Ben had to do something. He didn’t know if he was close enough to race out and get to this sniper in time.
“Think, Ben,” he whispered to himself.
If he left out of his side of the car, the sniper would see him. So, he had to find another way to intervene.
He leaned over to the driver’s side and pulled the lever to pop the trunk. He raised his head and checked the sniper, but the man hadn’t moved. He took Ember’s other pistol, the heavy dark graphite thing with an eagle etched into the grip and the word ENFORCER imprinted on the side. He didn’t know much about guns, but this thing felt expensive.
Then Ben snuck into the back seat and lowered the right side of the seat to access the trunk. He pressed up to open the trunk wide enough to slip out, then he crouched. A few breaths were supposed to clear his head, but they only made him dizzier.
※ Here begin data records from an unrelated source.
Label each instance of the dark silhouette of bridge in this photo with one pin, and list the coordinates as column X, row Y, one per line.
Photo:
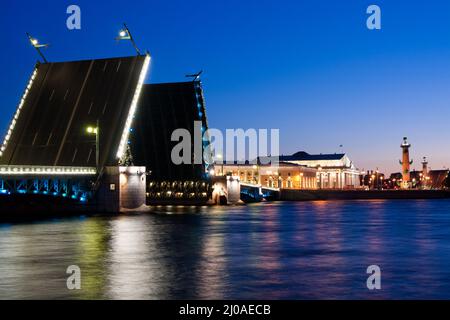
column 48, row 149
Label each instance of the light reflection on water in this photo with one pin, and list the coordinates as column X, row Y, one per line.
column 298, row 250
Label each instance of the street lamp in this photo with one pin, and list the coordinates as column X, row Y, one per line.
column 96, row 131
column 35, row 43
column 125, row 34
column 220, row 157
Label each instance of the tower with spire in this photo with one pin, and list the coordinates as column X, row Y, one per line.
column 425, row 173
column 406, row 164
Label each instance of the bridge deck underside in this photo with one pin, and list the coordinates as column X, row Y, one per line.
column 64, row 99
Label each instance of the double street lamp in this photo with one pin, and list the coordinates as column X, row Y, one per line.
column 96, row 131
column 35, row 43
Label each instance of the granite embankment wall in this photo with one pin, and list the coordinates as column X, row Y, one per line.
column 305, row 195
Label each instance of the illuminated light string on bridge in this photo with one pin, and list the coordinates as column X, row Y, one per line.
column 126, row 131
column 16, row 115
column 44, row 170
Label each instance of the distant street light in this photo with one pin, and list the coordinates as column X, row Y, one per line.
column 220, row 157
column 35, row 43
column 125, row 34
column 96, row 131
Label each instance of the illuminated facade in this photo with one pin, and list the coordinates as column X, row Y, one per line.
column 283, row 175
column 334, row 171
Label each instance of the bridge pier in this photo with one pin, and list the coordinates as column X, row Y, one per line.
column 121, row 189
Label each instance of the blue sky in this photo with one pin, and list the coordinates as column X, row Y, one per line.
column 310, row 68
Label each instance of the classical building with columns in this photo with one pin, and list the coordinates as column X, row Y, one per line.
column 334, row 171
column 281, row 175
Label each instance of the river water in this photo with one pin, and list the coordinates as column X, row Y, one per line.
column 278, row 250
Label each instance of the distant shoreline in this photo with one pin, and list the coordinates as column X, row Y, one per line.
column 311, row 195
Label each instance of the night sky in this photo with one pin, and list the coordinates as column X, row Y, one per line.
column 310, row 68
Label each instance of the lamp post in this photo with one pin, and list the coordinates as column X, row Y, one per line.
column 220, row 157
column 35, row 43
column 125, row 34
column 96, row 131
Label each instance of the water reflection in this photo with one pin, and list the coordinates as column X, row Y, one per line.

He leaned around the side of the car. Ember and Dalton were still talking, still holding their pistols pointed at the ground. The sniper was in place, maybe waiting for a specific signal from Dalton to take the shot.
Ben considered calling out to Ember, to warn her about the sniper. But, could she pivot and get the shot off in time? Maybe not. Ben had no reason to think Ember had seen the sniper and would be able to account for him.
Ben had to do this on his own.
He plotted a course through the rubble to get to the sniper. He had to work his way in an arc, keeping a wide berth. Hopefully, the man would keep his eyes focused on the standoff, not on motion in his peripheral.
Ben stayed low, crouched, stepping over bits of metal and concrete and chunks of half-burned paper. He walked in a straight line away from the action, then turned at an angle once he was directly behind the sniper.
He raised the pistol, pointed it at the man’s head. Deep, even breaths in his nose and out his mouth to try to calm him. It didn’t seem to be working.